After reviewing these cases, the Court of Federal Claims in McDow agreed with Wertz and Libitzky. The court said the statute requires filing a formal tax return to get the benefit of the longer look-back period. When a taxpayer files an informal claim before filing a tax return, that informal claim must be filed within two years of the tax payment to be timely.

Why Did the 2013 Refund Claim Fail?

When the court applied this to the case, it found that the informal claim for 2013 was untimely. The taxpayer filed Form 843 in December 2016, more than two years after the January 2014 payment to the IRS. While the form might have qualified as an informal claim, it was filed too late to meet the two-year deadline.

The taxpayer also argued that his attempted April 2015 electronic filing should count as a tax return for purposes of the statute of limitations, which would give his Form 843 the benefit of the three-year period. But the court rejected this argument. The court noted that because the IRS rejected the filing, the taxpayer needed to refile. Since the IRS did not consider the rejected filing as a valid return, and the taxpayer did not formally file a return until 2018, the informal claim was subject to the stricter two-year deadline.

The court emphasized that when an electronically filed tax return is rejected, the taxpayer must refile for it to be considered filed. This puts the responsibility on taxpayers to ensure their electronic filings are accepted rather than assuming rejected submissions count as filed returns.

The Takeaway

This case clarifies how the informal claim doctrine works with Section 6511’s timing requirements. An informal claim filed before a tax return must meet the two-year deadline from payment to be timely.
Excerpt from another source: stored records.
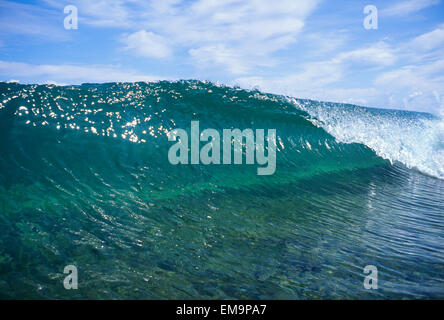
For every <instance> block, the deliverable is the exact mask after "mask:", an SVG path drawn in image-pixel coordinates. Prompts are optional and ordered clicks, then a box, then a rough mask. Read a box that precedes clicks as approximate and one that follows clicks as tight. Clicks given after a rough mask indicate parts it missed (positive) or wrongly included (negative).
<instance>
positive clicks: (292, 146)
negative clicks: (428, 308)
mask: <svg viewBox="0 0 444 320" xmlns="http://www.w3.org/2000/svg"><path fill="white" fill-rule="evenodd" d="M192 120H199V122H200V127H201V128H215V129H217V130H219V131H220V132H222V130H223V129H231V128H240V129H245V128H252V129H264V128H265V129H267V128H274V129H276V130H277V135H278V143H277V155H276V156H277V164H276V172H275V174H274V175H271V176H258V175H257V172H256V170H257V165H208V166H205V165H177V166H174V165H171V164H170V163H169V162H168V149H169V147H170V146H171V145H172V142H169V141H168V139H167V136H166V133H167V132H168V131H169V130H171V129H174V128H184V129H186V130H188V131H189V128H190V122H191V121H192ZM0 126H1V128H2V133H3V134H2V135H1V137H0V140H1V141H0V210H1V211H0V298H7V299H22V298H30V299H35V298H43V299H47V298H49V299H77V298H83V299H108V298H111V299H164V298H169V299H191V298H195V299H197V298H199V299H215V298H219V299H225V298H233V299H325V298H328V299H351V298H358V299H382V298H389V299H397V298H408V299H415V298H444V281H443V278H444V180H443V176H444V171H443V163H444V157H443V144H444V142H443V141H444V139H443V126H442V121H441V120H440V119H439V118H437V117H434V116H432V115H428V114H421V113H412V112H400V111H391V110H378V109H367V108H361V107H357V106H352V105H342V104H333V103H321V102H316V101H309V100H300V99H293V98H286V97H280V96H273V95H269V94H263V93H260V92H258V91H245V90H241V89H237V88H230V87H225V86H217V85H214V84H211V83H207V82H198V81H180V82H174V83H172V82H158V83H134V84H118V83H111V84H102V85H97V84H84V85H81V86H70V87H59V86H48V85H40V86H37V85H20V84H14V83H0ZM69 264H74V265H76V266H77V268H78V271H79V289H78V290H65V289H64V287H63V279H64V277H65V276H66V275H64V274H63V269H64V267H65V266H66V265H69ZM366 265H375V266H377V268H378V276H379V279H378V287H379V288H378V289H377V290H366V289H365V288H364V287H363V280H364V274H363V269H364V267H365V266H366Z"/></svg>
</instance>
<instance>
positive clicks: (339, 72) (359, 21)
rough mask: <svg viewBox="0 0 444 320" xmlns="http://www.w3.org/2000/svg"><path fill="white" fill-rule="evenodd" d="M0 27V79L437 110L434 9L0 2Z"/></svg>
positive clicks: (44, 1)
mask: <svg viewBox="0 0 444 320" xmlns="http://www.w3.org/2000/svg"><path fill="white" fill-rule="evenodd" d="M66 5H74V6H76V7H77V9H78V19H79V20H78V29H76V30H66V29H65V28H64V19H65V17H66V16H67V15H68V14H65V13H64V7H65V6H66ZM367 5H374V6H375V7H376V8H377V10H378V28H377V29H370V30H367V29H366V28H364V25H363V21H364V18H365V17H366V16H367V15H366V14H364V7H365V6H367ZM0 29H1V30H2V32H1V33H0V81H11V80H16V81H19V82H21V83H57V84H79V83H82V82H111V81H153V80H161V79H171V80H176V79H201V80H210V81H214V82H220V83H224V84H228V85H239V86H241V87H244V88H251V87H255V86H256V87H259V88H260V89H261V90H262V91H265V92H272V93H278V94H286V95H291V96H295V97H300V98H311V99H318V100H325V101H337V102H348V103H355V104H359V105H364V106H371V107H378V108H396V109H406V110H416V111H427V112H431V113H435V114H443V112H444V4H443V1H442V0H441V1H440V0H394V1H361V0H342V1H337V0H335V1H321V0H275V1H270V0H194V1H189V0H155V1H147V0H144V1H142V0H128V1H123V0H107V1H104V0H103V1H102V0H97V1H89V0H71V1H59V0H41V1H1V0H0Z"/></svg>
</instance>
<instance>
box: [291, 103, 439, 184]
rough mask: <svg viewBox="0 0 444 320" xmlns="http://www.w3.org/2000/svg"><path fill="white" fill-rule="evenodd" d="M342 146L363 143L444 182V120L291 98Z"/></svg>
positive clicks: (407, 165)
mask: <svg viewBox="0 0 444 320" xmlns="http://www.w3.org/2000/svg"><path fill="white" fill-rule="evenodd" d="M290 101H291V102H292V103H294V104H295V106H296V107H297V108H298V109H301V110H303V111H305V112H307V113H308V114H309V115H310V116H311V117H312V118H311V119H310V120H311V121H312V122H313V123H314V124H315V125H317V126H320V127H322V128H323V129H324V130H326V131H327V132H328V133H330V134H331V135H332V136H334V137H335V138H336V140H337V141H339V142H342V143H362V144H365V145H366V146H368V147H369V148H371V149H373V150H374V151H375V152H376V154H378V155H379V156H380V157H383V158H385V159H388V160H390V161H391V162H392V163H393V162H394V161H399V162H402V163H403V164H404V165H406V166H407V167H409V168H415V169H418V170H420V171H422V172H424V173H426V174H428V175H432V176H435V177H437V178H440V179H444V121H443V119H442V118H434V117H432V116H428V115H425V114H419V113H413V112H401V111H393V110H382V109H381V110H378V109H367V108H363V107H357V106H350V105H347V106H344V105H337V104H329V103H313V102H308V101H307V102H306V101H299V100H296V99H290Z"/></svg>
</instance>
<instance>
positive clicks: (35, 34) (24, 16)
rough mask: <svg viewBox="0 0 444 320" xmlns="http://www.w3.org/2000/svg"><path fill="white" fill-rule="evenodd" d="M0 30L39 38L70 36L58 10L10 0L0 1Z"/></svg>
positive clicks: (52, 38) (9, 33) (54, 39)
mask: <svg viewBox="0 0 444 320" xmlns="http://www.w3.org/2000/svg"><path fill="white" fill-rule="evenodd" d="M57 24H58V26H57ZM0 30H2V34H4V35H7V34H19V35H33V36H37V37H39V38H40V40H41V39H50V40H68V39H69V36H70V35H69V32H67V31H66V30H65V29H64V28H63V20H60V12H56V11H54V10H48V9H43V8H40V7H38V6H35V5H30V4H24V3H15V2H11V1H0Z"/></svg>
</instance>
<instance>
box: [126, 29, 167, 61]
mask: <svg viewBox="0 0 444 320" xmlns="http://www.w3.org/2000/svg"><path fill="white" fill-rule="evenodd" d="M122 42H123V43H125V44H126V47H125V49H126V50H130V51H133V52H134V53H135V54H137V55H139V56H142V57H146V58H166V57H169V56H170V55H171V48H170V47H169V45H168V41H167V40H166V39H164V38H163V37H161V36H159V35H157V34H155V33H153V32H147V31H145V30H140V31H137V32H134V33H131V34H129V35H125V36H124V38H123V39H122Z"/></svg>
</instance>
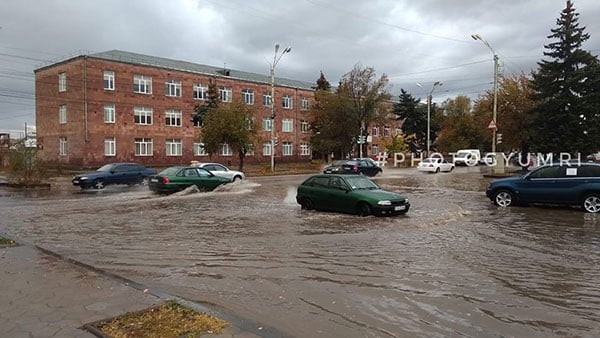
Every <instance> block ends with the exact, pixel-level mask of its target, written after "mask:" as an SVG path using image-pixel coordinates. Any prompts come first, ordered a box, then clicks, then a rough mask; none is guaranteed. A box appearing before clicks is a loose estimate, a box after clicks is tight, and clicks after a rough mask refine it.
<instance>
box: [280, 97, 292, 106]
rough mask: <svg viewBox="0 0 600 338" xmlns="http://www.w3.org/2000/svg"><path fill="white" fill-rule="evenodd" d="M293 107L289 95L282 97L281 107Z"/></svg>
mask: <svg viewBox="0 0 600 338" xmlns="http://www.w3.org/2000/svg"><path fill="white" fill-rule="evenodd" d="M293 105H294V102H293V100H292V97H291V96H290V95H283V97H282V98H281V106H282V107H283V108H284V109H292V106H293Z"/></svg>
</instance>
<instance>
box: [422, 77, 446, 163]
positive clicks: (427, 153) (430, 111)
mask: <svg viewBox="0 0 600 338" xmlns="http://www.w3.org/2000/svg"><path fill="white" fill-rule="evenodd" d="M441 85H443V83H441V82H440V81H435V82H434V83H433V87H431V90H430V91H429V94H428V95H427V156H429V151H430V149H431V138H430V134H431V101H432V97H433V96H432V95H433V91H434V90H435V87H439V86H441ZM417 86H419V87H421V88H423V86H422V85H421V84H420V83H417Z"/></svg>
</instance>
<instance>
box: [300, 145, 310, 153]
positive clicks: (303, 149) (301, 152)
mask: <svg viewBox="0 0 600 338" xmlns="http://www.w3.org/2000/svg"><path fill="white" fill-rule="evenodd" d="M300 155H302V156H308V155H310V146H309V145H308V143H301V144H300Z"/></svg>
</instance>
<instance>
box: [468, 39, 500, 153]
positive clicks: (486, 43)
mask: <svg viewBox="0 0 600 338" xmlns="http://www.w3.org/2000/svg"><path fill="white" fill-rule="evenodd" d="M471 37H472V38H473V40H479V41H481V42H483V44H484V45H486V46H487V48H489V49H490V51H491V52H492V54H493V55H494V108H493V112H492V121H493V123H494V128H492V153H494V154H495V153H496V131H497V130H498V128H497V127H496V126H498V121H496V119H497V113H498V54H496V51H494V49H493V48H492V46H490V44H489V43H488V42H487V41H485V39H484V38H482V37H481V35H479V34H473V35H471Z"/></svg>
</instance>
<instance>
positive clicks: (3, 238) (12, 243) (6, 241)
mask: <svg viewBox="0 0 600 338" xmlns="http://www.w3.org/2000/svg"><path fill="white" fill-rule="evenodd" d="M15 245H17V242H15V241H14V240H12V239H9V238H4V237H0V248H7V247H11V246H15Z"/></svg>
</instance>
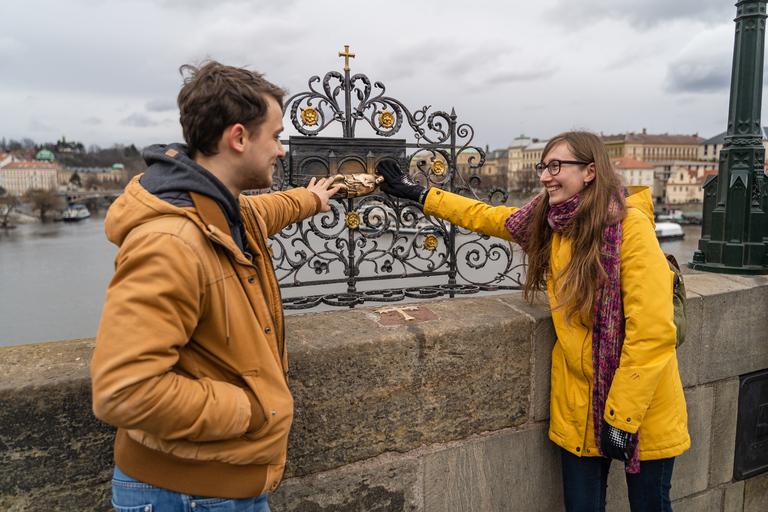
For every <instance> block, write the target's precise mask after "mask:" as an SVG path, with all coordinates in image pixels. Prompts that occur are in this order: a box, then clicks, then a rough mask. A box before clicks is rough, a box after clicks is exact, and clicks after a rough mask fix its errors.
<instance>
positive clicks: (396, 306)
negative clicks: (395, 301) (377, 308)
mask: <svg viewBox="0 0 768 512" xmlns="http://www.w3.org/2000/svg"><path fill="white" fill-rule="evenodd" d="M418 310H419V306H385V307H383V308H379V309H376V310H374V312H376V313H379V314H381V313H398V314H400V316H402V317H403V320H405V321H406V322H407V321H408V320H416V317H415V316H411V315H409V314H408V313H406V311H418Z"/></svg>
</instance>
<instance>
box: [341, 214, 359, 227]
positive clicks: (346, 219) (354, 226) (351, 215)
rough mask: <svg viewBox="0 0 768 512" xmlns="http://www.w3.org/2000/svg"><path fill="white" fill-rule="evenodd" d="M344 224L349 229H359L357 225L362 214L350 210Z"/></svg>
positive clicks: (344, 219) (345, 219)
mask: <svg viewBox="0 0 768 512" xmlns="http://www.w3.org/2000/svg"><path fill="white" fill-rule="evenodd" d="M344 224H346V226H347V227H348V228H349V229H357V227H358V226H359V225H360V216H359V215H358V214H357V213H356V212H349V213H348V214H347V216H346V217H344Z"/></svg>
This preserves the difference between claims and returns while still allowing the informal claim doctrine to work as an equitable remedy in appropriate cases. For taxpayers seeking refunds, the message is clear: file tax returns promptly, follow up on rejected electronic filings, and watch the deadlines for refund claims. When electronic filings are rejected, taxpayers must act quickly to refile, as rejected submissions do not count as filed returns for purposes of extending the refund claim period.